Rita never called the much-anticipated gambling bill (which was approved by the Senate) for a vote, resulting in speculation about political gamesmanship between House Speaker Michael Madigan (D-Chicago) and Gov. Pat Quinn. After opposing gambling expansion for years, Quinn suddenly seemed anxious to see the measure passed in May.
Rita said afterward that there had been a lack of transparency in developing a gambling expansion bill for years, and he felt there should be hearings that allowed the public to have in input.
One key issue for him was revenue sharing among municipalities, school districts and counties, Rita said.
“Cook County wanted a share of the revenue proceeds from a south suburban casino,” he said, “but Chicago had said it wasn’t going to share (income from a city casino) with Cook County. South suburban communities said they felt they shouldn’t have to share revenue with Cook County if Chicago wasn’t going to be part of a similar deal.”
A similar debate took place in Winnebago County, where the county demanded a share of the proceeds from a proposed Rockford casino and city leaders objected.
“It also bothered me that the legislation also referred to a south suburban casino being in a geographic region rather than designating a specific site, as we had with Danville, Rockford, Chicago and each of the other casinos sites in the bill,” Rita said. “I thought to even the playing field, instead of designating a casino for Waukegan we would change the language to include all of Lake County. But that caused all sorts of problems.”
The problems arose from state Sen. Terry Link (D-Waukegan), the sponsor of Senate Bill 1739, who felt Rita was attempting to undermine his legislation without consulting him.
“I just felt if it was fair to the south suburbs not to have a designative site for a casino, it should be the same for Lake County,” Rita said.
He fears that designating a certain area of South Cook County that included about 20 suburbs could result in infighting among towns and not the best casino deal for the area.

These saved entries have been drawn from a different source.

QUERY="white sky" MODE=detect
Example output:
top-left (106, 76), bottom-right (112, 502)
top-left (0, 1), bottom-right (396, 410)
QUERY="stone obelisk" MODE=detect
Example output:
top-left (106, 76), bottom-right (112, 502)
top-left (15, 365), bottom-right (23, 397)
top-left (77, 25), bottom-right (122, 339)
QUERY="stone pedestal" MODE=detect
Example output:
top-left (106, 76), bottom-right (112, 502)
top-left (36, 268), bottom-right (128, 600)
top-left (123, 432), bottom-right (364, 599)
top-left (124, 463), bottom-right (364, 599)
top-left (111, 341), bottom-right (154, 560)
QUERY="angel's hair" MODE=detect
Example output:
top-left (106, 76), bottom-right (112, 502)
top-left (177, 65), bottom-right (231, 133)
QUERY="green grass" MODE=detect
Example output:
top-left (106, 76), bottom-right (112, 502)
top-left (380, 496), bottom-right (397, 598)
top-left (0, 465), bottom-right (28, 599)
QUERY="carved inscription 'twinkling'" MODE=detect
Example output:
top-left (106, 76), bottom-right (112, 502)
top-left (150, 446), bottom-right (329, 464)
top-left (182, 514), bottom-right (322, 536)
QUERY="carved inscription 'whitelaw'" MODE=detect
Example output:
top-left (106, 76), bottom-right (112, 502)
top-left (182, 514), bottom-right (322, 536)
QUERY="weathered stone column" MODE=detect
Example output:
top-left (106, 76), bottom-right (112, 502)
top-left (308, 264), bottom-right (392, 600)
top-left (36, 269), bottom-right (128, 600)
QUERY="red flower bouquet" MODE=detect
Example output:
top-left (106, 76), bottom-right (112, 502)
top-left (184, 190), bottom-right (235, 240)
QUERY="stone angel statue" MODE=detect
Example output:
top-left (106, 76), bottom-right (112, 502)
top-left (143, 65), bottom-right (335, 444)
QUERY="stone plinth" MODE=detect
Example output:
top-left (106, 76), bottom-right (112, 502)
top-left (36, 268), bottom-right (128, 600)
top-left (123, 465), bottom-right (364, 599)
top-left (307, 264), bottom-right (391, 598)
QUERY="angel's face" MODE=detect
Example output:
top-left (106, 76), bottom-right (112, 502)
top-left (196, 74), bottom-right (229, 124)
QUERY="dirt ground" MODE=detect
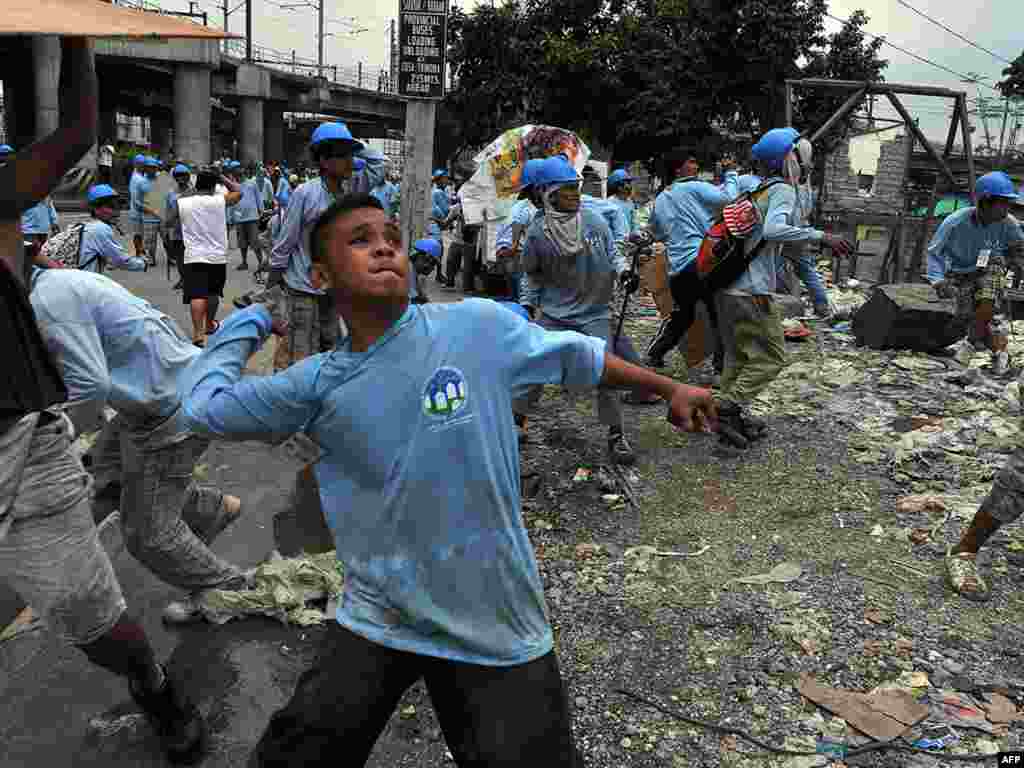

“I’m also concerned about how revenue from a casino would be distributed,” Rita said. “Should the host community get all the money? Should it be distributed to other municipalities? I don’t like the idea of sharing it with school districts because it reminds me of the lottery, which has left a bad taste in the mouths of Illinois residents.”
Rita has contemplated creating a capital development fund with casino revenue, which would be used to repair roads and bridges, construct buildings or even provide matching funds for government grants.
“In the south suburbs, we have a lot of poorer communities that are unable to come up with the money for matching grants from the state or federal governments,” he said. “... So maybe we should create a fund that can be used to get those matching funds for major projects. It’s just an idea.”
Another issue is that Chicago wants to own its casino, which has raised questions that nobody in the country has answered, Rita said.
“There’s no model for doing this because no other city has done it,” he said. “I want to hear from people who have some idea of how it should be done.”
The Illinois Gaming Board, according to Rita, has indicated that it would have regulatory control — not only over the Chicago casino operation but over shops that might operate within the casino and perhaps even those outside the footprint.
“Where does the casino end, and where does the city of Chicago’s municipal authority exceed the authority of the gaming board to regulate business within the city limits?” Rita asked.
“For example, if the casino were to be built over a train station, would the gambling board have regulatory authority over the train station? What if it’s in a (special taxing) district? Does the gaming board claim it has some authority over that?
“How big is the casino footprint that the gaming board can regulate? And that’s a really tough question to answer since we don’t know where the Chicago casino will be located or how it will be developed.”
Rita, vice chairman of the executive committee, indicated that every aspect of the casino legislation would be open for comment during the hearings, a prospect that may dismay longtime architects of gambling bills.
Rep. Lou Lang (D-Skokie), the House sponsor of the gambling bill before Rita took over, had long contended that the complex legislation was constructed behind the scenes in such a way that changing any portion of it would undermine legislative support for the entire bill.
I asked Rita how the committee could possibly hear everyone’s concerns about the bill in one day and if he was still hoping to call the bill in the Legislature’s upcoming veto session.
“Let’s see what happens Oct. 23,” he said. “If more hearings are needed, we will hold more hearings. I’m not going to rush this thing. Let’s see how close we are at the end of the hearing.
“I want to get this right. Not just right for the casino industry but right for the state, right ethically and right for the regulators who are going to have to enforce it.
“I want to pass a great bill for the people of this state, not just a gambling bill.”